Robótica
La IA hace que sea más fácil para los drones escanear y excavar el terreno

Los investigadores de la Universidad de Aarhus (AU) y la Universidad Técnica de Dinamarca (DTU) han colaborado en un proyecto que tiene como objetivo disminuir los costos de medir y documentar canteras de grava y piedra caliza, mientras que al mismo tiempo es más rápido y fácil que el método tradicional.
El proyecto incluyó el uso de inteligencia artificial (IA), que tomó el control de los drones tradicionalmente controlados por humanos que se utilizan actualmente para completar la tarea.
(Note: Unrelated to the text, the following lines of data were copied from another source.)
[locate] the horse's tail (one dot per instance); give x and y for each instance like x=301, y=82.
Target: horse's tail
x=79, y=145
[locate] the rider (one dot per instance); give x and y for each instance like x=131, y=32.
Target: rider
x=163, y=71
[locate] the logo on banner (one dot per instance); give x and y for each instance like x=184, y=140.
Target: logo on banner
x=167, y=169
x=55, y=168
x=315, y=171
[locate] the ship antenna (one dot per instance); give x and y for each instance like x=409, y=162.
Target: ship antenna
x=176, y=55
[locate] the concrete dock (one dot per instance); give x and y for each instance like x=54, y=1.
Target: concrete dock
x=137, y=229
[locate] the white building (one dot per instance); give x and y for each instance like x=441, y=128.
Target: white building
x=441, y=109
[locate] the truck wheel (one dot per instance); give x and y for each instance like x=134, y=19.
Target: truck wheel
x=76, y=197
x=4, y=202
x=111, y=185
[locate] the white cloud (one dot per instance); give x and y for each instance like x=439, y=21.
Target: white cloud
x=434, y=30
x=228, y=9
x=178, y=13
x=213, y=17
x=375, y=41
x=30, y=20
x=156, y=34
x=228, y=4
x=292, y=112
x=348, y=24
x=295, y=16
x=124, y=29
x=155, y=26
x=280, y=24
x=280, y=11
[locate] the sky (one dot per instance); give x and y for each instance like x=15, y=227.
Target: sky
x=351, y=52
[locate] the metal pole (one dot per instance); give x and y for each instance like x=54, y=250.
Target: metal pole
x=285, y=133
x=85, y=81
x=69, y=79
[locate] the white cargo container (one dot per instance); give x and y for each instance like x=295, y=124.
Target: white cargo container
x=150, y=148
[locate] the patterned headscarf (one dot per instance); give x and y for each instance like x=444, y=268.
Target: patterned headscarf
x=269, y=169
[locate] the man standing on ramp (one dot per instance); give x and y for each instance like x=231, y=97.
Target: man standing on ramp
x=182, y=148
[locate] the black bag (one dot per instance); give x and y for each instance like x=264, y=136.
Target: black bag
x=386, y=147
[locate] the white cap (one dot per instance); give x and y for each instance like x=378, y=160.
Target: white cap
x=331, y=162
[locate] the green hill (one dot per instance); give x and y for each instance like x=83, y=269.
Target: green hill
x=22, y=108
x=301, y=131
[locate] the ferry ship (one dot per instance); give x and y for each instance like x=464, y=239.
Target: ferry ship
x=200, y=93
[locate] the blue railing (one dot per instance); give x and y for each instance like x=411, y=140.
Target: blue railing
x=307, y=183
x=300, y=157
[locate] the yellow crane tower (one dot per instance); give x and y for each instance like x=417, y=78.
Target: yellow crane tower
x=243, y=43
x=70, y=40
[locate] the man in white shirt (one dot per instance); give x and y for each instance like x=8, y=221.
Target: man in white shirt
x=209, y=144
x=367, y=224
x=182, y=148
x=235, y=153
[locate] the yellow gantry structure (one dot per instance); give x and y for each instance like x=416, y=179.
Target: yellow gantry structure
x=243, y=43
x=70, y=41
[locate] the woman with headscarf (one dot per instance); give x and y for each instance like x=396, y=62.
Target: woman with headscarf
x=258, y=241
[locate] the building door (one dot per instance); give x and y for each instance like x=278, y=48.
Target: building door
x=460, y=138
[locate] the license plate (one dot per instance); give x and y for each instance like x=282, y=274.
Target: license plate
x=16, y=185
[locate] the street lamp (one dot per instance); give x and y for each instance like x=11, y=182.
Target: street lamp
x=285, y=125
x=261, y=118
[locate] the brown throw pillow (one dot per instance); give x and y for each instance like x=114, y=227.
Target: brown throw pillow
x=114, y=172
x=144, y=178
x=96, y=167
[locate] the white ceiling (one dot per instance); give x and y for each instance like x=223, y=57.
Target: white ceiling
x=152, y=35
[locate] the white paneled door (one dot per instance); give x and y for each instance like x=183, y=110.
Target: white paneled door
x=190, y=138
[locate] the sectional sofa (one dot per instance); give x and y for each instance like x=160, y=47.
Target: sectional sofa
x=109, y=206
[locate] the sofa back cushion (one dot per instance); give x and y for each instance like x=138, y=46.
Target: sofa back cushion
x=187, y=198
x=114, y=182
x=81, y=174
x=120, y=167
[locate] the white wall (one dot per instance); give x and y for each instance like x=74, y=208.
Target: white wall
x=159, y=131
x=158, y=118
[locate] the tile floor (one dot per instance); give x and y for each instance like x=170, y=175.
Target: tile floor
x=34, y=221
Erdal Kayacan es profesor asociado y experto en inteligencia artificial y drones en el Departamento de Ingeniería de la Universidad de Aarhus.
“Hemos hecho que todo el proceso sea completamente automático. Le decimos al drone dónde empezar y el ancho de la pared o la cara de la roca que queremos fotografiar, y luego vuela en zig-zag todo el camino y aterriza automáticamente”, dice Kayacan.
Limitaciones de los drones controlados por humanos
El método actual de medir y documentar canteras de grava y piedra caliza, acantilados y otras formaciones naturales y hechas por el hombre, depende de los drones para fotografiar el área. Una computadora luego recibe las grabaciones y automáticamente convierte todo y crea un modelo de terreno 3D.
Una de las desventajas de este método es que los pilotos de drones cuestan mucho, y las mediciones son laboriosas. En una excavación, el piloto del drone tiene que asegurarse de que el drone mantenga una distancia constante de la pared. Al mismo tiempo, la cámara del drone tiene que mantenerse perpendicular a la pared, lo que hace que sea una tarea compleja y difícil.
Para que la computadora pueda convertir y crear una figura 3D a partir de las imágenes, tiene que haber un solapamiento específico en las imágenes. Este es el proceso principal que fue automatizado por la inteligencia artificial, y redujo drásticamente la complejidad de completar la tarea.
“Nuestro algoritmo asegura que el drone siempre mantenga la misma distancia de la pared y que la cámara se repositione constantemente perpendicular a la pared. Al mismo tiempo, nuestro algoritmo predice las fuerzas del viento que actúan sobre el cuerpo del drone”, dice Kayacan.
La IA supera el problema del viento
La inteligencia artificial también ayuda a superar el viento, que es uno de los mayores desafíos con el vuelo autónomo de drones.
Mohit Mehndiratta es un estudiante de doctorado visitante en el Departamento de Ingeniería de la Universidad de Aarhus.
“El modelo de proceso gaussiano diseñado también predice el viento que se encontrará en el futuro cercano. Esto implica que el drone puede prepararse y tomar medidas correctivas con anticipación”, dice Mehndiratta.
Cuando un drone controlado por humanos está completando esta tarea, incluso una brisa ligera puede alterar su curso. Con la nueva tecnología, los golpes de viento y la velocidad del viento en general se pueden tener en cuenta.
“El drone no mide el viento en realidad, lo estima en base a la entrada que recibe a medida que se mueve. Esto significa que el drone responde a la fuerza del viento, al igual que cuando los seres humanos corregimos nuestros movimientos cuando estamos expuestos a un viento fuerte”, dice Kayacan.
La investigación se completó en colaboración con el Centro de Investigación y Tecnología de Hidrocarburos de Dinamarca en la DTU, y los resultados del proyecto se presentarán en mayo de 2020 en la Conferencia Europea de Control.